Since our whole budget was one million dollars, I figured we had a
problem.
Because, when you got right down to it... would landing on Mars
count
if you didn't get out of the ship?
It sounds crazy, but what were Neil Armstrong's first words while
standing on the moon? "That's one small step for (a) man, one giant
leap for mankind," right? Anybody who knows anything about space
history or any history at all knows that.
Actually, in the only way that makes sense to me, his first words were, "Houston, Tranquillity Base here. The
Eagle
has landed."
Think about it. If I'm standing in the pickup bed of
Blue Thunder,
I'm standing on Planet Earth, aren't I? If not, then I spend very
little time on the planet.
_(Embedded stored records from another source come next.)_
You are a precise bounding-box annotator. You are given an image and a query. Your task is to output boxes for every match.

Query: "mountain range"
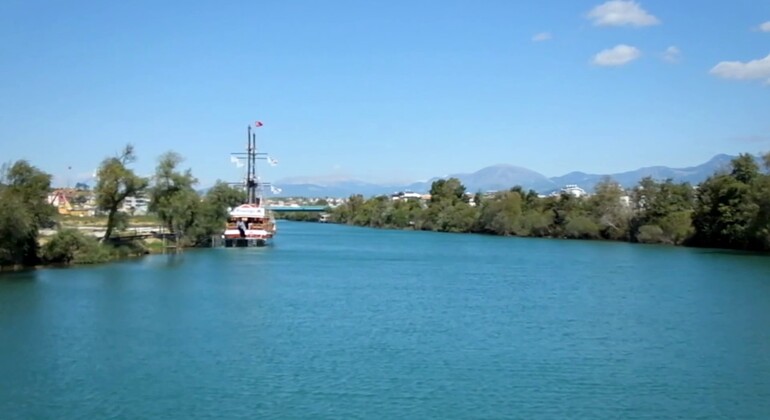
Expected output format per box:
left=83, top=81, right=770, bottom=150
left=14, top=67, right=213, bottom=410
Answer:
left=273, top=154, right=736, bottom=197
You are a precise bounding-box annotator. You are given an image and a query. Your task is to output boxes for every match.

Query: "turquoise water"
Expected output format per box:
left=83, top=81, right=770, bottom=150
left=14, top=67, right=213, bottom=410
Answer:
left=0, top=222, right=770, bottom=419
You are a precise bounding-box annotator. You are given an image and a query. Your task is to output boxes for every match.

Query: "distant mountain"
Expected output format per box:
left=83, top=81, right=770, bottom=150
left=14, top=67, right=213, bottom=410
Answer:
left=551, top=154, right=735, bottom=190
left=258, top=154, right=735, bottom=197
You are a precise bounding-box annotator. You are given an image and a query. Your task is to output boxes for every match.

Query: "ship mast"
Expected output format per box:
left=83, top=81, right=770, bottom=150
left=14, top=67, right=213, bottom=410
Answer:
left=232, top=124, right=270, bottom=205
left=246, top=125, right=259, bottom=204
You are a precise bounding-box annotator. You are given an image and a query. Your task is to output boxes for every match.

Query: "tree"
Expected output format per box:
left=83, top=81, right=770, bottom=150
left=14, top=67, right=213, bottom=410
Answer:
left=94, top=144, right=148, bottom=242
left=149, top=152, right=201, bottom=242
left=587, top=177, right=631, bottom=240
left=0, top=160, right=56, bottom=266
left=693, top=174, right=759, bottom=249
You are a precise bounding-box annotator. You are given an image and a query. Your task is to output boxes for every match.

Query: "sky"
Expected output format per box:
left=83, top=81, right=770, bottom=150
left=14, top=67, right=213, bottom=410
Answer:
left=0, top=0, right=770, bottom=187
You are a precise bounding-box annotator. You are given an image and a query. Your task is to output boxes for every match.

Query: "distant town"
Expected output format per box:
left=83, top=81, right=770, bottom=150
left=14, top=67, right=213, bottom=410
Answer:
left=47, top=183, right=600, bottom=217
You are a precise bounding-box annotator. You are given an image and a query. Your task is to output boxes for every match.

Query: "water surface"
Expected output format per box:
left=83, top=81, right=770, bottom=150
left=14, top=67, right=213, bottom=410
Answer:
left=0, top=222, right=770, bottom=419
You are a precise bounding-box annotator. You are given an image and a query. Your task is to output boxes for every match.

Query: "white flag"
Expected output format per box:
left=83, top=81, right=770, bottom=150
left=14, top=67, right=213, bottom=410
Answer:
left=230, top=156, right=243, bottom=168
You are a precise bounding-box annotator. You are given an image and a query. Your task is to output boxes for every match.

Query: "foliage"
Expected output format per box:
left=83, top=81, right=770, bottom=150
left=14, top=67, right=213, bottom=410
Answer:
left=0, top=160, right=55, bottom=266
left=94, top=144, right=148, bottom=241
left=149, top=152, right=201, bottom=244
left=41, top=229, right=111, bottom=264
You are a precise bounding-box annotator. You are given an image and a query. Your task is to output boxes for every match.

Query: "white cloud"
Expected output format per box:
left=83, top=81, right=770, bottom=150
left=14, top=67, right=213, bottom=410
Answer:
left=593, top=44, right=642, bottom=66
left=587, top=0, right=660, bottom=26
left=709, top=54, right=770, bottom=84
left=663, top=45, right=682, bottom=63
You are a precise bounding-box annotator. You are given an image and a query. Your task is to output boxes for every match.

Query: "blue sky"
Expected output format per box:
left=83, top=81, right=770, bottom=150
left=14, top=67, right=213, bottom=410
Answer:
left=0, top=0, right=770, bottom=186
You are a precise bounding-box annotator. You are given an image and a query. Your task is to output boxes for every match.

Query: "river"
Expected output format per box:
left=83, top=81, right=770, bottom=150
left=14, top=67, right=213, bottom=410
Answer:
left=0, top=222, right=770, bottom=419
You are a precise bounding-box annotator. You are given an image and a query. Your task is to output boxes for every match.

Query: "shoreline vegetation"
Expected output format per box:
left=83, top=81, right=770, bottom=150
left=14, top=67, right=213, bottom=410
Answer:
left=0, top=151, right=770, bottom=271
left=0, top=144, right=246, bottom=271
left=320, top=153, right=770, bottom=252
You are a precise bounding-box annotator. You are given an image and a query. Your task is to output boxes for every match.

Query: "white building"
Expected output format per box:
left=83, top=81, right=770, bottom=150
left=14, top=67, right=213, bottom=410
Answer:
left=560, top=184, right=588, bottom=198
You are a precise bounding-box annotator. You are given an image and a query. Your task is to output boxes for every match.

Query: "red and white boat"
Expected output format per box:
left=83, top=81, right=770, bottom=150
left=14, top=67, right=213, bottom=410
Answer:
left=222, top=121, right=277, bottom=248
left=223, top=203, right=276, bottom=247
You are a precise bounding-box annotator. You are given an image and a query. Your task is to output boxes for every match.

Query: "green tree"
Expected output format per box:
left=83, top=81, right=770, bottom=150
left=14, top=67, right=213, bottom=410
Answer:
left=0, top=160, right=56, bottom=266
left=149, top=152, right=201, bottom=243
left=94, top=144, right=148, bottom=241
left=586, top=178, right=631, bottom=240
left=693, top=155, right=760, bottom=249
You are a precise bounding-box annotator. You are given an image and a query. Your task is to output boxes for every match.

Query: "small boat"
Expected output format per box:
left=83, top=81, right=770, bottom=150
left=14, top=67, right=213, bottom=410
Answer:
left=221, top=121, right=277, bottom=248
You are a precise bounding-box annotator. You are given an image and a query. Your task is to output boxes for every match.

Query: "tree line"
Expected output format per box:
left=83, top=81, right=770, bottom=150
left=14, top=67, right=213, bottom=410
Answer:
left=331, top=153, right=770, bottom=251
left=0, top=145, right=246, bottom=268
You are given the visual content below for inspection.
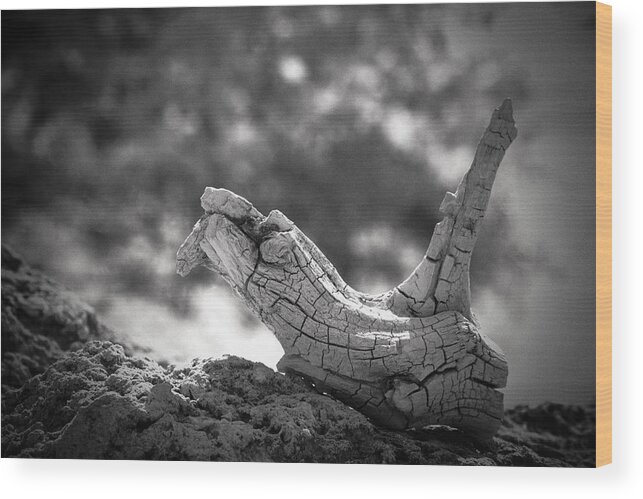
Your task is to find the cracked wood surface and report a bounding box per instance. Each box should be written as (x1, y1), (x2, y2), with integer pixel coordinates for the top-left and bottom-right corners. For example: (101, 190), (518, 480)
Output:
(177, 99), (516, 439)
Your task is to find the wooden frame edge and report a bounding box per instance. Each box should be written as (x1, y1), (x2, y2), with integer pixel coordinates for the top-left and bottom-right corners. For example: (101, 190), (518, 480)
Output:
(596, 2), (612, 467)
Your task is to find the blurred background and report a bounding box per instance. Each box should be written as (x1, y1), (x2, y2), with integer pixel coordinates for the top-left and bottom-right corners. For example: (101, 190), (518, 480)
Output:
(2, 2), (595, 406)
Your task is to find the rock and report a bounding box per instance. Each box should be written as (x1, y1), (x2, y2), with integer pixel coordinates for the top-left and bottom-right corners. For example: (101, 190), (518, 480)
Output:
(2, 249), (595, 466)
(2, 245), (131, 387)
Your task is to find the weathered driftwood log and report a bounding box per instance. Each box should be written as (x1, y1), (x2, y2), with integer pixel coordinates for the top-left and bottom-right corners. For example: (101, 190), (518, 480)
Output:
(177, 100), (516, 439)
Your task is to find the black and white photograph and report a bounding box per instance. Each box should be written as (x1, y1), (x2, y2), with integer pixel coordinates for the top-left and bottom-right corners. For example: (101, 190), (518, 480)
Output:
(1, 2), (611, 469)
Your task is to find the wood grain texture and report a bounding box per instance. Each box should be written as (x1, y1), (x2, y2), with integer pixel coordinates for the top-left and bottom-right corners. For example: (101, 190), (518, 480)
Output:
(596, 2), (612, 466)
(177, 99), (517, 440)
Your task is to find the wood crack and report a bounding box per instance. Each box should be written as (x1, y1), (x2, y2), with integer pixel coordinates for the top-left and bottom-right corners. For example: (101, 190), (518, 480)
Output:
(177, 100), (516, 439)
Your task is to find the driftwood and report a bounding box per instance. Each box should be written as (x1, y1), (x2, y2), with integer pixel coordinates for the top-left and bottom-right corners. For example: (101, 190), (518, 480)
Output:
(177, 99), (516, 439)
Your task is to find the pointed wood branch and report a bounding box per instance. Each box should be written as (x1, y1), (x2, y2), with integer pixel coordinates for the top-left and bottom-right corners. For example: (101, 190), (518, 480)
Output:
(177, 100), (516, 439)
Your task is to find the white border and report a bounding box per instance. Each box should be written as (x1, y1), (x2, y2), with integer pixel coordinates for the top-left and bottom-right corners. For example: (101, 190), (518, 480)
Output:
(0, 0), (643, 499)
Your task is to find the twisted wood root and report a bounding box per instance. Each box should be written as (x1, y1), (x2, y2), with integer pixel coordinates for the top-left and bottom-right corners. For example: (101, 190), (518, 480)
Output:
(177, 99), (516, 440)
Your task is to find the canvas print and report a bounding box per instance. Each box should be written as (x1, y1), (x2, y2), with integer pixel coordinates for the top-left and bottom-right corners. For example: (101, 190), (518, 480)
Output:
(2, 2), (608, 467)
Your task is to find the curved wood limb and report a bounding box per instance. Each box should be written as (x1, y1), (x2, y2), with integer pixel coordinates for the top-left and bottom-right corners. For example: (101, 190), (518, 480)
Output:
(177, 99), (516, 439)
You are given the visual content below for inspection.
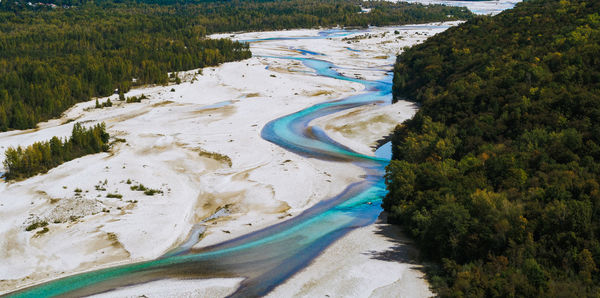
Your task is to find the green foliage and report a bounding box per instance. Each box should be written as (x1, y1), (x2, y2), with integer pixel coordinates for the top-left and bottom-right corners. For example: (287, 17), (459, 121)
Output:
(383, 0), (600, 297)
(127, 180), (163, 196)
(0, 0), (472, 131)
(25, 221), (48, 232)
(3, 123), (109, 179)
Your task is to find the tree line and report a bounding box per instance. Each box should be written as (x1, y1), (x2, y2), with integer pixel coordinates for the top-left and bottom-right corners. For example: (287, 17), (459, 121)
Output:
(0, 0), (470, 131)
(384, 0), (600, 297)
(3, 123), (110, 180)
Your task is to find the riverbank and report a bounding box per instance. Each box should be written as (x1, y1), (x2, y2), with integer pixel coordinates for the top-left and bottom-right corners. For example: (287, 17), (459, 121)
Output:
(0, 25), (454, 292)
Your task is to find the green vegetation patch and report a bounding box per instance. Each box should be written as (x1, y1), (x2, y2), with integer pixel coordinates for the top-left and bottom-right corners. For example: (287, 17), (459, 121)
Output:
(0, 0), (470, 131)
(383, 0), (600, 297)
(3, 123), (109, 180)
Most of the time I'm standing on concrete,
or asphalt, or wood, or carpet or I'm on the second floor of a building
or I'm sitting in a vehicle.
Yet it is universally agreed that Armstrong was not "on" the moon until his foot was planted on lunar rock. His
thickly booted
foot, remember, or else his foot would have suffered a severe burn, not to mention the harsh effects of vacuum.